We live in a golden age of business software.
There’s an app for everything—task management, time tracking, team communication, invoicing, reporting, forecasting, and even apps to help you manage all your apps. It’s the digital equivalent of walking into a hardware store and buying every single tool, if having them all will somehow make you a better carpenter. Spoiler: it won’t.
Instead of increasing efficiency, software overload is quietly killing your workflow. It’s called app fatigue, and it’s the modern workplace’s productivity killer.
The Problem: Too Many Tools, Too Little Time
At first glance, adding new software seems like the logical solution to business challenges. Need better project management? Add an app. Struggling with communication? Get a new messaging tool. Want better analytics? More software!
The issue is that businesses often end up with a tangled mess of disconnected systems, each promising to be the magic bullet but ultimately creating more work, more confusion, and more logins (seriously, how many different passwords do you need?).

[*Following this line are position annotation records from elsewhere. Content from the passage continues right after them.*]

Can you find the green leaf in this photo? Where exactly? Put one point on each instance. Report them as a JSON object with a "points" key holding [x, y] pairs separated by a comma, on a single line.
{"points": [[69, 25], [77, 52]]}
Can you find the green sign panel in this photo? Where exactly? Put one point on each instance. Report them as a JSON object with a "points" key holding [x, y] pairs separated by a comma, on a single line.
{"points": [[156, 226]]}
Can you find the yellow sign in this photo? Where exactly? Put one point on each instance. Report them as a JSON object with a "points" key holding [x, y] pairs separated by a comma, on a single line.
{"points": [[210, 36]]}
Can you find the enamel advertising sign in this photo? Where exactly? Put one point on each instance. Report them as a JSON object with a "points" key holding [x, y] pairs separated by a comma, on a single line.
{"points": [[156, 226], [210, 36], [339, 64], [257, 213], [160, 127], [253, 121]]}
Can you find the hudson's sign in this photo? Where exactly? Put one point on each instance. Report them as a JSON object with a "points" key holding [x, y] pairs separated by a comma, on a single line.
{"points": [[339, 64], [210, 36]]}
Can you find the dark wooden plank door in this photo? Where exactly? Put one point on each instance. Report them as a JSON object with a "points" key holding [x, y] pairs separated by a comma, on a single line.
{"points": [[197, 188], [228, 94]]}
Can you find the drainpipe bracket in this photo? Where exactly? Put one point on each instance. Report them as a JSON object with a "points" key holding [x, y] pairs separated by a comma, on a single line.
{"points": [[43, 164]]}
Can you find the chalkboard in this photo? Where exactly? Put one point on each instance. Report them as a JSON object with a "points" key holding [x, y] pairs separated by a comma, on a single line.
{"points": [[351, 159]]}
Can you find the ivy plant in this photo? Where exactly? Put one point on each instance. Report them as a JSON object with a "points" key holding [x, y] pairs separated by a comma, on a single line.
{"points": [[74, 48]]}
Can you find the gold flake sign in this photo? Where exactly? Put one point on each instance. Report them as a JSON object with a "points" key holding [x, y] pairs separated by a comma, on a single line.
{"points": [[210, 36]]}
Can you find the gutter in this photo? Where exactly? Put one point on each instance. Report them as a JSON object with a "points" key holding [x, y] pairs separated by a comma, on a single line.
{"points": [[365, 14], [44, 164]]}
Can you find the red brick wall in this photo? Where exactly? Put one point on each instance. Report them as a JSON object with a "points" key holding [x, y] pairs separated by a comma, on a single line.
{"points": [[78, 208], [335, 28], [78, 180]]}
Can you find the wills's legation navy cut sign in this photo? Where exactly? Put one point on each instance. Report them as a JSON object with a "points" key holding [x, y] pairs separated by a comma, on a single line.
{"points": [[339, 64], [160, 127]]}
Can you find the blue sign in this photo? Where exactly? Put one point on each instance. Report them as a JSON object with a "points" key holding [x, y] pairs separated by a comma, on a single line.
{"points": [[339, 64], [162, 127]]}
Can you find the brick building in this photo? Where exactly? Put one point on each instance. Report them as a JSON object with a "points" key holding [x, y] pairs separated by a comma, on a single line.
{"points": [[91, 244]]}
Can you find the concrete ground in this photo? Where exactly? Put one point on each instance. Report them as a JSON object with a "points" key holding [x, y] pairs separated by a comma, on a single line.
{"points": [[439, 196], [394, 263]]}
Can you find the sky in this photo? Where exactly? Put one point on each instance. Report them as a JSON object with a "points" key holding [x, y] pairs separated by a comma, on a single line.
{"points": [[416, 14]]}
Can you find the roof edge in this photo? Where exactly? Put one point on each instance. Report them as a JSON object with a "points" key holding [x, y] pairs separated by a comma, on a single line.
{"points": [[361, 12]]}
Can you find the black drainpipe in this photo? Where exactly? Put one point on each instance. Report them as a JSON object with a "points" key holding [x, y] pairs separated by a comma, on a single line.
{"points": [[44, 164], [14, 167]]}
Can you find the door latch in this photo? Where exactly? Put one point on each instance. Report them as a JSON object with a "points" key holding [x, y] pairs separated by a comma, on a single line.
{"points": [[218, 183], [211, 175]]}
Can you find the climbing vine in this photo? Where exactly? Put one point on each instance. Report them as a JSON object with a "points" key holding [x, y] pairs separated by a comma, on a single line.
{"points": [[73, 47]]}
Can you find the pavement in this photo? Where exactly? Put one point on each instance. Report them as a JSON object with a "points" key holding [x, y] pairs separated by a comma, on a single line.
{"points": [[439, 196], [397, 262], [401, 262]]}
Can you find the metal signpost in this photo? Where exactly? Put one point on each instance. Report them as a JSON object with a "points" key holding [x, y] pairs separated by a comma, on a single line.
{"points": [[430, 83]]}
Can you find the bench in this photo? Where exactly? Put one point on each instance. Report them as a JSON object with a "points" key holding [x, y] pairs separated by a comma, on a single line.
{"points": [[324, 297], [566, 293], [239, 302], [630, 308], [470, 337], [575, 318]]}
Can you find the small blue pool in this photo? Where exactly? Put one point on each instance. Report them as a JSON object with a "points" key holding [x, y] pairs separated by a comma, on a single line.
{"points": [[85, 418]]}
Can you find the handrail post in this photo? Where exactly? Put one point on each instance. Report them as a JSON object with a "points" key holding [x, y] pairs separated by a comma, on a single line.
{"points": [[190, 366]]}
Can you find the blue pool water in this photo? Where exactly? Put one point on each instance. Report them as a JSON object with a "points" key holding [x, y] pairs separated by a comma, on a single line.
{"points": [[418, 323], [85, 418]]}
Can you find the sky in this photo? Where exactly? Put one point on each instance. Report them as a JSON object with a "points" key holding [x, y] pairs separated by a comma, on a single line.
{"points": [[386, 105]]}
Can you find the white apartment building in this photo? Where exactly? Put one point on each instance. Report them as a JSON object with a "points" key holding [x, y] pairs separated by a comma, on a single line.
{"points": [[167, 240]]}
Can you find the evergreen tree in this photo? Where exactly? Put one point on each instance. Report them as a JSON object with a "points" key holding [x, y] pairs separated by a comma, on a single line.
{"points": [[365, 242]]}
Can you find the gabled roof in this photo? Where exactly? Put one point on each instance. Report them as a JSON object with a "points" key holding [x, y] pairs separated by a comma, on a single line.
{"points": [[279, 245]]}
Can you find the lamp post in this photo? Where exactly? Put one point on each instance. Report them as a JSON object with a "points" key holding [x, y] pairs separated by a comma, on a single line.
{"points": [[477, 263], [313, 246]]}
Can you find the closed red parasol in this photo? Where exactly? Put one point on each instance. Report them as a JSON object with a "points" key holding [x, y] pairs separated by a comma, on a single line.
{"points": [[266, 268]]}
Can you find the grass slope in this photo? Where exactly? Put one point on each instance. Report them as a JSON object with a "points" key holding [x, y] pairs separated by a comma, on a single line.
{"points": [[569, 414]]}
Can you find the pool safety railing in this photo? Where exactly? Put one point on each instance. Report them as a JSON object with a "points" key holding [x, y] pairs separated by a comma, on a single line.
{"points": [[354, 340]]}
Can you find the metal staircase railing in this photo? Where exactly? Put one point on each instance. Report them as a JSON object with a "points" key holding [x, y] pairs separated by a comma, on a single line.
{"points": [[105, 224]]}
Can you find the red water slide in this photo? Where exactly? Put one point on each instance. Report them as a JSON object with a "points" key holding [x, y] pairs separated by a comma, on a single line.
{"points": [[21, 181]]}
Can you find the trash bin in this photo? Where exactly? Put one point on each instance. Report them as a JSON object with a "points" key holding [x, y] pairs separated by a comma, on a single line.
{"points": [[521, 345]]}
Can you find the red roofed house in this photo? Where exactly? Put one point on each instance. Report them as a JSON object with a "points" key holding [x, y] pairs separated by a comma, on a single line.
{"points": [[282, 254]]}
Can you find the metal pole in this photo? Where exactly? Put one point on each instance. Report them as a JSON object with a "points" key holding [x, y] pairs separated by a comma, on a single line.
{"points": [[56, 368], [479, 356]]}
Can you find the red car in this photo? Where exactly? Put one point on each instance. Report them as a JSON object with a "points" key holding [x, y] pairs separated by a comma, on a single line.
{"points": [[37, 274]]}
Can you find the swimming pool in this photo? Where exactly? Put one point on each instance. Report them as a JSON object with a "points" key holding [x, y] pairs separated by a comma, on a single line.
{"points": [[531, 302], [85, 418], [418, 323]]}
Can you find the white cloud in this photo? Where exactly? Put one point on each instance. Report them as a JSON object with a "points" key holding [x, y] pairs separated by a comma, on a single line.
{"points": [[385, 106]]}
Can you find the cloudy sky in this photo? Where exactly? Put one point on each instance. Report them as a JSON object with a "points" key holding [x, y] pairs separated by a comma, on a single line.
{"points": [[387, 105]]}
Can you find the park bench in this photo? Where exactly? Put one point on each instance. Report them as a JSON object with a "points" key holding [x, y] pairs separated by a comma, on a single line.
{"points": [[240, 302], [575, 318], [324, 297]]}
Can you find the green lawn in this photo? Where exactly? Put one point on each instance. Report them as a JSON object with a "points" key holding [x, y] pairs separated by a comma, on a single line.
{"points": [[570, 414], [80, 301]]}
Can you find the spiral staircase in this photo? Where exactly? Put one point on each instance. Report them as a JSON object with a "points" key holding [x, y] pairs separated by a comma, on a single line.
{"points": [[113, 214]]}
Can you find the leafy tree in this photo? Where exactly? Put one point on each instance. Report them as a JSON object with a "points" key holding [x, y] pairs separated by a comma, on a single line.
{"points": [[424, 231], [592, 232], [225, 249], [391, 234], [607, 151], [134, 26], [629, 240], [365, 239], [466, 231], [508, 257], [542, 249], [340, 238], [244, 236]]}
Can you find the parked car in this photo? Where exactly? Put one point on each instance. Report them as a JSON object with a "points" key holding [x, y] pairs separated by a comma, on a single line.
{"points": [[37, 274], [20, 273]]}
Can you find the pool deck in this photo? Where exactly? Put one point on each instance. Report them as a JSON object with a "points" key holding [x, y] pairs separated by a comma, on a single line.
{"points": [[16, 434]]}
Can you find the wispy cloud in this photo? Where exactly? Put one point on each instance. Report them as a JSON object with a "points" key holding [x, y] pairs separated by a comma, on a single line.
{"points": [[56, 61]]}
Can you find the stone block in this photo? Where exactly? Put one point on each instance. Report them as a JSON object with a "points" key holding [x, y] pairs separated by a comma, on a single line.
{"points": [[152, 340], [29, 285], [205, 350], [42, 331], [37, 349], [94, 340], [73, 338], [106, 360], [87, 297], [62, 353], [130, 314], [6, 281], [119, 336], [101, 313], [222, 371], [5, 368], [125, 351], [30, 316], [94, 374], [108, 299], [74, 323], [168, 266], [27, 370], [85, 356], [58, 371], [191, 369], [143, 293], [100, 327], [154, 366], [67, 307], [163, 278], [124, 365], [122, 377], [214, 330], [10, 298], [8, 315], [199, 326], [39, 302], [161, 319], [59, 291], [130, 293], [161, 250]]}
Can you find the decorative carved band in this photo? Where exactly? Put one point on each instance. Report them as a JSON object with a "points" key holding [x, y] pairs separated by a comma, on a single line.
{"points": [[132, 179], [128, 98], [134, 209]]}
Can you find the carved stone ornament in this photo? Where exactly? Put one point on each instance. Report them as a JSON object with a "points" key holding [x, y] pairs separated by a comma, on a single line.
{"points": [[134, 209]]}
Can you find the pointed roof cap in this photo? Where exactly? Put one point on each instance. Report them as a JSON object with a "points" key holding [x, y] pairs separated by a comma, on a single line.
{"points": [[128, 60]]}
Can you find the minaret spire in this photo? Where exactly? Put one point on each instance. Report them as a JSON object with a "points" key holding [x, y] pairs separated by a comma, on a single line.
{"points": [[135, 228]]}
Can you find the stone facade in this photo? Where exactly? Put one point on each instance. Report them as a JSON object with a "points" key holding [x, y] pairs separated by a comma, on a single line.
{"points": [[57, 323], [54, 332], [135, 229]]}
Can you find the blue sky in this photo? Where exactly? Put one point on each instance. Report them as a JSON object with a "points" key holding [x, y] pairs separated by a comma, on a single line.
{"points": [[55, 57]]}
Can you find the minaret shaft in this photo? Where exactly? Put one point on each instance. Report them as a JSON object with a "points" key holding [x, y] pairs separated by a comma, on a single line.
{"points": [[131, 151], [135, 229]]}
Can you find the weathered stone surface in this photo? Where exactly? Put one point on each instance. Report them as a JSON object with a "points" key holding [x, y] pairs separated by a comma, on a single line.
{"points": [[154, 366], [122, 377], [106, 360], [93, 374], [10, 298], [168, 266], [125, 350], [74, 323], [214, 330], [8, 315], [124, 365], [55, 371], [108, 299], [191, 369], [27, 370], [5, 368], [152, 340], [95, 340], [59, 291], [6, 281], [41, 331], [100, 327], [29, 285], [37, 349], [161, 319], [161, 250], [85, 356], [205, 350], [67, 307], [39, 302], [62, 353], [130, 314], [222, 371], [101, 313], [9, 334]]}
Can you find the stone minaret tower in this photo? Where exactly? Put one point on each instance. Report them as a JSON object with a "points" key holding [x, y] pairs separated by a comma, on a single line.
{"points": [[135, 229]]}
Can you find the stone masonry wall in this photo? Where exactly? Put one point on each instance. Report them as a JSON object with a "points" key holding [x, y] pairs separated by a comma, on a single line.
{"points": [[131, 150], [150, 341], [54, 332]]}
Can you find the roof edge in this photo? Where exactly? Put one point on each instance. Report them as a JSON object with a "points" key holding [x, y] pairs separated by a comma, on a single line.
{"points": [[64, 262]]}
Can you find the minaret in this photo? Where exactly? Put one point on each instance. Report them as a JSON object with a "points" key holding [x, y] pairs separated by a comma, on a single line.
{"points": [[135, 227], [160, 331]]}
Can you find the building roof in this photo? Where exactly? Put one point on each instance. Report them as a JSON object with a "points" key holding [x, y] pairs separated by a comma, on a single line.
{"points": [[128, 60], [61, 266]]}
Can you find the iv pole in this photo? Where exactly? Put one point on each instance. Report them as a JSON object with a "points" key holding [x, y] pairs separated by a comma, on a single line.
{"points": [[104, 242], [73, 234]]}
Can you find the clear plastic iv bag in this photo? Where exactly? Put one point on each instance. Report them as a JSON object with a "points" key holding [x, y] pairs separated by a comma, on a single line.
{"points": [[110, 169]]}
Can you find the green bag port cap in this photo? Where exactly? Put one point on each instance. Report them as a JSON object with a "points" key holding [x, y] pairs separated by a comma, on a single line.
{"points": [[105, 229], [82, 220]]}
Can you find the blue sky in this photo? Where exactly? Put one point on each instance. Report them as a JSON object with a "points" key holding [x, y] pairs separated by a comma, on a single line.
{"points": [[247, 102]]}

Here’s what app fatigue looks like in real life:
- Constant context switching – You’re updating the CRM, checking Slack, answering emails, logging time, scheduling meetings, running reports… all before you’ve even started the work you’re actually paid to do.
- Notification overload – Your laptop sounds like an arcade machine with the sheer number of pings, dings, and pop-ups.
- Duplicate data entry – Entering the same information across five different platforms, all while wondering if you work for your software or if your software works for you.
- Integration nightmares – Half your tools don’t talk to each other, leading to manual workarounds, broken workflows, and the slow death of your patience.
In short, more software ≠ more productivity. Often, it just means more complexity.
The Hidden Costs of App Fatigue
Beyond frustration, there are really financial and operational costs to using too much software.
🔹 Wasted Time – Constantly switching between apps eats into your workday more than you realize. Instead of focusing on meaningful tasks, employees spend too much time jumping between platforms, searching for information, and re-entering data. The more tools you use, the more time gets lost in the shuffle.
🔹 Higher Costs – Many businesses subscribe to tools they don’t even use properly. SaaS subscriptions are easy to accumulate but hard to justify when no one knows what half of them do.
🔹 Decision Paralysis – When everything requires a different tool, decision-making slows down. Instead of working, people spend time choosing where to work.
🔹 Employee Burnout – Keeping up with multiple platforms is exhausting. When tech is meant to help but adds stress, employees disengage.
The Solution: Simplify, Integrate, Automate
The good news? You don’t have to scrap all your software—just be smarter about it. Here’s how:
- Audit Your Tech Stack – Take a critical look at all your software. What’s being used? What overlaps? What’s creating more work than it’s saving? Kill the dead weight.
- Prioritize Integration – If your software doesn’t talk to each other, you’re wasting time. Look for ecosystems that play well together (think the Xero add-on marketplace).
- Automate Repetitive Tasks – Tools like Zapier can bridge gaps between software, eliminating duplicate data entry and manual admin work.
- Choose Multipurpose Tools – Rather than five different apps for small tasks, try and opt for one platform that does more. Less jumping around means less lost time.
- Educate & Train – Your team can only be efficient if they know how to use the tools. Training is just as important as choosing the right software.
Less is More: Focus on What Works
Software should be a solution, not another problem. If your workflow is buried under a pile of apps, it’s time to step back and simplify. Choose wisely, integrate where possible, and remember: the best tech is the one that makes work easier—not more complicated.